Küçük, her hâlinden bir esnaf topluluğunu idare için yapıldığı anlaşılan, fakat çok temiz üsluplu ve bir yüzük taşı edalı bir cami’in -evkafın kulakları çınlasın, hâlâ tamir ettiremiyor- etrafında bu çarşı, bugünkü hâliyle dahi, Anadolu şehirlerinin dünkü manzarasını insanda yaşatabiliyor. Anadolu şehirleri esnafın idare ettiği ve yaşattığı topluluklardı. Fakat Maraş çarşısının başka bir hususîliği de vardır. İnsan bu çarşıda kendisini “İlyada”nın dünyasında sanıyor. Hangi dükkâna giderseniz gidin, bir kahramanla veya onun çocuğu yahut torunuyla karşılaşıyorsunuz. Yirmi beş yıl önceki destanın canlı bir tarafını dinliyorsunuz. Kahramanlık, -tıpkı Erzurum’da olduğu gibi, tıpkı ilk silahı patlatan ve sonuna kadar dağdan inmeyen garp vilâyetlerinde olduğu gibi- o kadar herkesin malı ki, en olmayacak hikâyeleri dinlerken bile insana karşısındakinin övündüğü duygusu gelmiyor. Zaten onlara göre, kahraman kendileri değil ki; kahramanlığı yapan şehir. Her şeyi onun için istiyorlar, bütün medihler ona dönüyor. Zaten “İlyada”yı onun için hatırladım. Nasıl Homère’ in destanında hiç kimse, muhatabının bir Tanrı çocuğu olmasına şaşırmazsa, burada da hiç kimse muhatabının ruh kudretine şaşırmıyor. Fakat Maraş çarşısını bu kahramanlık artık tatmin etmiyor. Bu kadar insanüstü iş görmüş olmak bu çalışkan insanlara realiteyi unutturmuyor. Maraş bütün vatanla beraber yeni bir hayatın kapısında beklediğini biliyor. Pek az yerde, Maraş kadar çalışmanın ve işin zevkini, hasretini duydum. Hemen herkes yeni ve programlı bir iş hayatının hasreti içerisinde. Orta hâlli anneler, on, on iki yaşına gelmiş çocuklarını bir sanata vermemekten mustariptiler. Erkeklerin çoğu kendilerini muasır hayatın seviyesine çıkaracak, bu hayata katılmış olmanın gururunu verecek bir çalışma şekli özlüyorlardı. Orta hâlli bir saraç, gözlüğünü düzelterek bana: “Bir kaptan öbür kaba aktarıyoruz; iş dediğin biri on yapmalı” derken modern istihsalin sırrını açıyor sanmıştım.

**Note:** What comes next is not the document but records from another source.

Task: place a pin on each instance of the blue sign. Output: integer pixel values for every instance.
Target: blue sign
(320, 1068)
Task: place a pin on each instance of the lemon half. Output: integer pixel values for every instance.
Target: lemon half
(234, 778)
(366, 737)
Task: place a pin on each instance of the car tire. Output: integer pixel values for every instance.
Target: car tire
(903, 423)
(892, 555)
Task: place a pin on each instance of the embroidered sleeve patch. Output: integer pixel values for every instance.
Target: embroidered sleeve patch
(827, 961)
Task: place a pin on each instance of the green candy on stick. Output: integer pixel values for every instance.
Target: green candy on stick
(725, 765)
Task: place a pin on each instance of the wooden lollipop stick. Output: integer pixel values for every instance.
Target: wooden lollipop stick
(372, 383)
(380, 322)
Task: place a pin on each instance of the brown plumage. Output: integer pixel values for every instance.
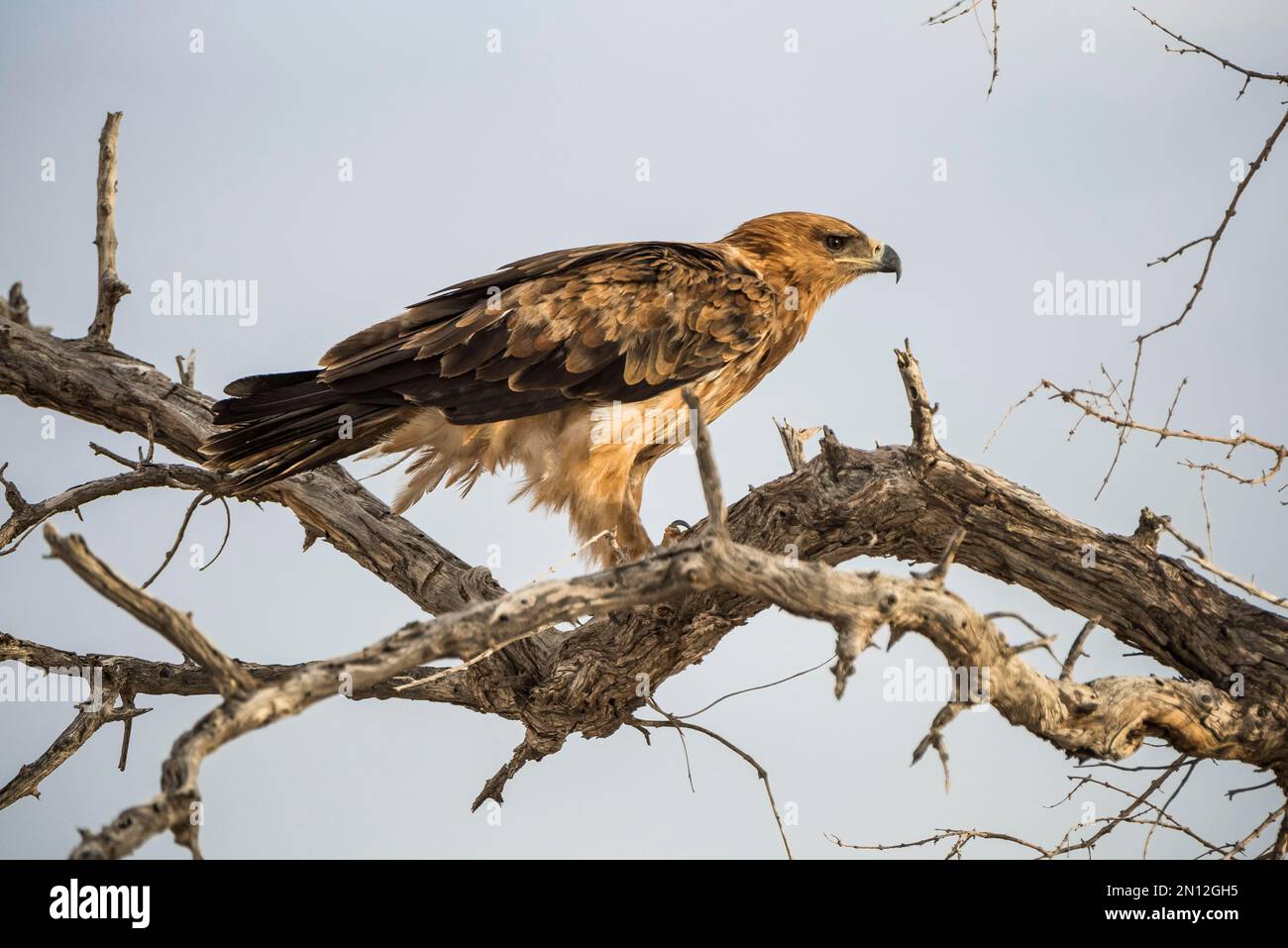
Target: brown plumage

Maraş çarşısında ve bütün şehirde hemen herkes şehrin etrafının iktisadî coğrafyasını biliyor, imkânlarını sayıyor, yapılması behemehal lâzım yolları rast geldiği yerde çiziyor, selâhiyetle yeni demiryollarının geçeceği yeri münakaşa ediyor. Kurutulması lazım gelen bataklıkların dönümünü, en elverişli ziraat şeklini, bağ ve bahçeliği, civar havalideki madenlerin vasıflarını siz Maraşlılardan sorun. Daha ilk görüşte bu şehirde misyoner aydına ve söze hiç ihtiyaç olmadığını anladım. Hakikat şudur: Milli Mücadele’nin içinden yeniden bir Anadolu doğdu. Onu hak ettiği talihe kavuşturmak boynumuzun borcudur.